The option of the US and Canada is also appealing to industry, as the approval process is far slicker and it is possible to carry out trials on a much larger scale.

Both locations offer advantages that make it hard to see the UK ever competing globally in clinical research.

One UK leader in pharma research has applauded the new drive from the Department reverse the situation, though admitted regrettably the timing was too late.

But as ever Davies is optimistic in the UK's capabilities and its future. She maintains the country will be a leader, and this will happen in the niche areas of experimental medicine, phase I studies, and complex phase III studies. And this can happen as soon as the NHS is set up to do it.

She concludes confidently: "If we develop in this country a model for drug development, be it small molecules or biologics, then we will be in a very good place to support the research relating to that.

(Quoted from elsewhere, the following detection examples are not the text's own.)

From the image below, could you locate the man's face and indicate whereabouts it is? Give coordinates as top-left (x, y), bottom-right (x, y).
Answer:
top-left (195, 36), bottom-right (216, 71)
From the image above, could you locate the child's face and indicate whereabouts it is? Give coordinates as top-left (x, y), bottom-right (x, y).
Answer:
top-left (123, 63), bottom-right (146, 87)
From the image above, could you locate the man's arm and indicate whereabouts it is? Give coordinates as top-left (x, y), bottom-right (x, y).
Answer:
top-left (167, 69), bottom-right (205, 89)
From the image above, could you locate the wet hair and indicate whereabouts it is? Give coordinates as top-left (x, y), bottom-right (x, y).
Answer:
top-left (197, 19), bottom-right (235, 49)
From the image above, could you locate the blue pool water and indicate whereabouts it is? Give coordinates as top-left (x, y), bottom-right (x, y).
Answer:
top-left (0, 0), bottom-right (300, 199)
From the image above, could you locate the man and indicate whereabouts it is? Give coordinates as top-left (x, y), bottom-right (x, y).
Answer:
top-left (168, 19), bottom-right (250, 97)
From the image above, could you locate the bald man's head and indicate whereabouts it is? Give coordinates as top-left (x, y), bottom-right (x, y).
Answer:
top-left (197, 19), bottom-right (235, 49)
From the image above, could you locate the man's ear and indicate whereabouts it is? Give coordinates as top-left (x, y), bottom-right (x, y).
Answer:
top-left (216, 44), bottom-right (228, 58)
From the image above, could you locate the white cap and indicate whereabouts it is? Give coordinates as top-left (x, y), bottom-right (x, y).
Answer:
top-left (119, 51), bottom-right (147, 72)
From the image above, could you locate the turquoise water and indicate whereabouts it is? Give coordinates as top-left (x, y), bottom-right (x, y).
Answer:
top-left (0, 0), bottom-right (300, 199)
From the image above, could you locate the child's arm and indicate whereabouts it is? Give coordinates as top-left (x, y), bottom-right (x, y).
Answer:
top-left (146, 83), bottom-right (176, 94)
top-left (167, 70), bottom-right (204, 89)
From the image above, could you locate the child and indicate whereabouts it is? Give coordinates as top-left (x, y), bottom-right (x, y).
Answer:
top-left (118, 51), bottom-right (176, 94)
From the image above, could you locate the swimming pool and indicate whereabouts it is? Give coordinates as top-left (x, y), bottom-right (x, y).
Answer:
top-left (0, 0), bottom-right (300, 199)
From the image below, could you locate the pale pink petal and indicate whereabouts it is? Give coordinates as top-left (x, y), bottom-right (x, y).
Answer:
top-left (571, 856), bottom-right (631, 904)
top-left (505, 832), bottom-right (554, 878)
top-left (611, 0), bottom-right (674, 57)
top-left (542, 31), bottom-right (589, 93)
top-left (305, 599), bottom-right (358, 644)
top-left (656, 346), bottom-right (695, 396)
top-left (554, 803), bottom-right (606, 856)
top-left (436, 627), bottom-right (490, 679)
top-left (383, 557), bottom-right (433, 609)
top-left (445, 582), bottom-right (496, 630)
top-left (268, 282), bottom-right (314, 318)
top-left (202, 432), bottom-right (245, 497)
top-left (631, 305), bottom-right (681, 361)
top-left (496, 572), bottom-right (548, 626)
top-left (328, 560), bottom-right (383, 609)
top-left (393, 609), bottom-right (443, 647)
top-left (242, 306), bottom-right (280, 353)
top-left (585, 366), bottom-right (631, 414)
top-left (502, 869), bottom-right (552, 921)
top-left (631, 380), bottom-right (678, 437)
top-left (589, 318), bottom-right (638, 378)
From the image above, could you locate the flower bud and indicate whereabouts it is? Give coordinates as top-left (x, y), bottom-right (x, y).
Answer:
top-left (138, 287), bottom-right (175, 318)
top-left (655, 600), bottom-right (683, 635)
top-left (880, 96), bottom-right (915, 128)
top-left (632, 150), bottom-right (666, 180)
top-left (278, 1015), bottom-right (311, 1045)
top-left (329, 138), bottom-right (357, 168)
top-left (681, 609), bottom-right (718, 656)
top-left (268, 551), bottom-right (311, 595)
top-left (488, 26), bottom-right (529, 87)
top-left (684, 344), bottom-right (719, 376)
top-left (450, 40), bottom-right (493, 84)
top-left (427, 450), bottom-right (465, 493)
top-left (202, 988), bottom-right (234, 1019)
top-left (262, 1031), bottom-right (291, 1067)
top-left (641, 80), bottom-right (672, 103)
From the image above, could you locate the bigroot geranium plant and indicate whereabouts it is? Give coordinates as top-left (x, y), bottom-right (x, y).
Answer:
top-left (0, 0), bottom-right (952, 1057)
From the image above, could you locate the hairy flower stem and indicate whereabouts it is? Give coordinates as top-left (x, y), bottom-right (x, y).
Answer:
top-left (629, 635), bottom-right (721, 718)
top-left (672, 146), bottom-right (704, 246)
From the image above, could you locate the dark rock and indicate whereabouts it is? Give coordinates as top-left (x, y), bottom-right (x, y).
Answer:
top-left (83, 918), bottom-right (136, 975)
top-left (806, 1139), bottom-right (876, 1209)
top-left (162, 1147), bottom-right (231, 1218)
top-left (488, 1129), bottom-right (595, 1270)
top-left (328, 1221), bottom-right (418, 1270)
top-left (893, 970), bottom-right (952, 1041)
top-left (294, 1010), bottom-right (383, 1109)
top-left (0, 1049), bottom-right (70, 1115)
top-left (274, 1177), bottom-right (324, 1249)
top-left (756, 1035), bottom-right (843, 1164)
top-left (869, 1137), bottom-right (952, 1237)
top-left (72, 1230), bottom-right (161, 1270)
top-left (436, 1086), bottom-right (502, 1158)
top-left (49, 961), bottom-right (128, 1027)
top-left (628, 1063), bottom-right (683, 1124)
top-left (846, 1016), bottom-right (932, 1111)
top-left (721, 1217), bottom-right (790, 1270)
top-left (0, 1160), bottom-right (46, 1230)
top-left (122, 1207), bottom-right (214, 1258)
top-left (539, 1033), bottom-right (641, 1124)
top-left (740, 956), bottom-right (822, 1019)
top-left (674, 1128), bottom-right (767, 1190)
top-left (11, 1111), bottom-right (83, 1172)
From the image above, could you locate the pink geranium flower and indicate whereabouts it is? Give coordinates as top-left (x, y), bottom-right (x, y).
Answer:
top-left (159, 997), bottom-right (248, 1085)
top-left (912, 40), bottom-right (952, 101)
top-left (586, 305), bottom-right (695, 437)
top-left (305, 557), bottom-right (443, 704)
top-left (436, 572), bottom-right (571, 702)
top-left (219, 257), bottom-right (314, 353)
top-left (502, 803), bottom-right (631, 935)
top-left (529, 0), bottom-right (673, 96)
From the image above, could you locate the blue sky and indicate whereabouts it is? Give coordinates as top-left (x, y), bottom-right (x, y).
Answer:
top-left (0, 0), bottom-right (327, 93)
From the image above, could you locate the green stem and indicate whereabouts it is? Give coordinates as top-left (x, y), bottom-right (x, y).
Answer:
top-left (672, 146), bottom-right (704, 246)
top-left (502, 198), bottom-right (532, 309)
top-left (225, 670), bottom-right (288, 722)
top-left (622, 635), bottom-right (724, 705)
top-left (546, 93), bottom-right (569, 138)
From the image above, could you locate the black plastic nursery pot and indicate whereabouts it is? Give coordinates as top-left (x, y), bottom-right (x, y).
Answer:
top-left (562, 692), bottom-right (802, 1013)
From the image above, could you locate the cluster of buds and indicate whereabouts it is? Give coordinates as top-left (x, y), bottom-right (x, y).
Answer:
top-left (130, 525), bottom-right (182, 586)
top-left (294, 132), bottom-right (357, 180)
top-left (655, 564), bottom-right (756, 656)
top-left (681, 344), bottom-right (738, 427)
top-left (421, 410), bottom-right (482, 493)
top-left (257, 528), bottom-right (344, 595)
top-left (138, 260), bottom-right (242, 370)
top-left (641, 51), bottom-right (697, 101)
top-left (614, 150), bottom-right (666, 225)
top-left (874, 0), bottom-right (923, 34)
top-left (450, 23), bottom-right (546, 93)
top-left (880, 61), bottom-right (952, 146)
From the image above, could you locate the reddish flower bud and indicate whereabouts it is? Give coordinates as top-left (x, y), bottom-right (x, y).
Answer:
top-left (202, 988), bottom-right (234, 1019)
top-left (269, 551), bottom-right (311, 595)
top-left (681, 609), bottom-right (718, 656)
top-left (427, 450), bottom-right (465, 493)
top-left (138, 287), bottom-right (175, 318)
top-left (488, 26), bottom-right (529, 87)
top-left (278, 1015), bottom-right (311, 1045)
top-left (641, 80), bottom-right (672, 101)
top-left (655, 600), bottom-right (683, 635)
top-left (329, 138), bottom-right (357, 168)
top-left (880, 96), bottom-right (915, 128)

I think the future could be very rosy."

Though to echo her own words "only time will tell", and the industry is only likely to only believe it when they see it.

Professor Dame Sally Davies is the director general of research and development and chief scientific advisor for the Department of Health and NHS.

She has actively been involved in NHS R&D from its establishment and is responsible for developing strategies to improve the NHS research pharma partnership and outcomes

As director general, she developed the new government research strategy, Best Research for Best Health with a budget of £1 billion, and is now responsible for the implementation of the National Institute for Health Research (NIHR).

She is a member of the recent Biotechnology Innovation and Growth Team and the Healthcare Industries Taskforce.

Dr Louise Wood is deputy director and head of innovation and industry R&D relations in the R&D directorate of the Department of Health.

She is a member of the directorate's senior management team and works closely with industry trade associations, companies and colleagues in the Department of Health's Industry Sponsorship Branch, UKTI and BERR.

REVIEW AND REFRESH OF BIOSCIENCE 2015

The Review and Refresh of Bioscience 2015 report, led by David Cooksey included the view of Quintiles, a world-leading clinical research organisation with its European Headquarters in the UK.

It said while demand for its services is high, the company experiences great difficulty in accessing patients and with the bureaucracy associated with study approval and start up.

Patient recruitment is a global challenge but the UK has not kept pace with some other countries and regions in terms of identifying and randomising patients. In the UK, accurate feasibility is a challenge, with investigators often overestimating the number of protocol-appropriate patients under their care.

The lack of reliable patient databases compounds this problem, particularly as patients are not routinely requested to pre-identify themselves as being interested in participating in clinical trials. Lack of research time for investigators and support staff, coupled with a lack of requirement to report operational performance, may also contribute to the low level of patient recruitment in the UK.

The time taken for the three-tier approval process and the associated bureaucracy in the UK also need to be addressed, as the time for approval in the UK often exceeds that in other countries. Quintiles supports any industry-wide initiatives that tackle these issues although these must not be pushed through at the expense of thorough and appropriate regulatory and ethical review.

There are signs of progress, however. Quintiles has actively engaged with the UK Clinical Trial Network (UKCTN) initiative and welcomes the £40 million investment in the UKCTN infrastructure. They also look forward to the smooth implementation of the coordinated system for NHS permissions which ought to speed up approvals.

However, if the UK is to remain competitive for clinical development, more needs to be done. One area where Scotland is seen to lead the way is in alerting the general public to the need for, and benefits of, participation in clinical research. The media often portrays the pharmaceutical industry in a negative way. Therefore, there is a need to turn the tide of public opinion if more patients are to be recruited.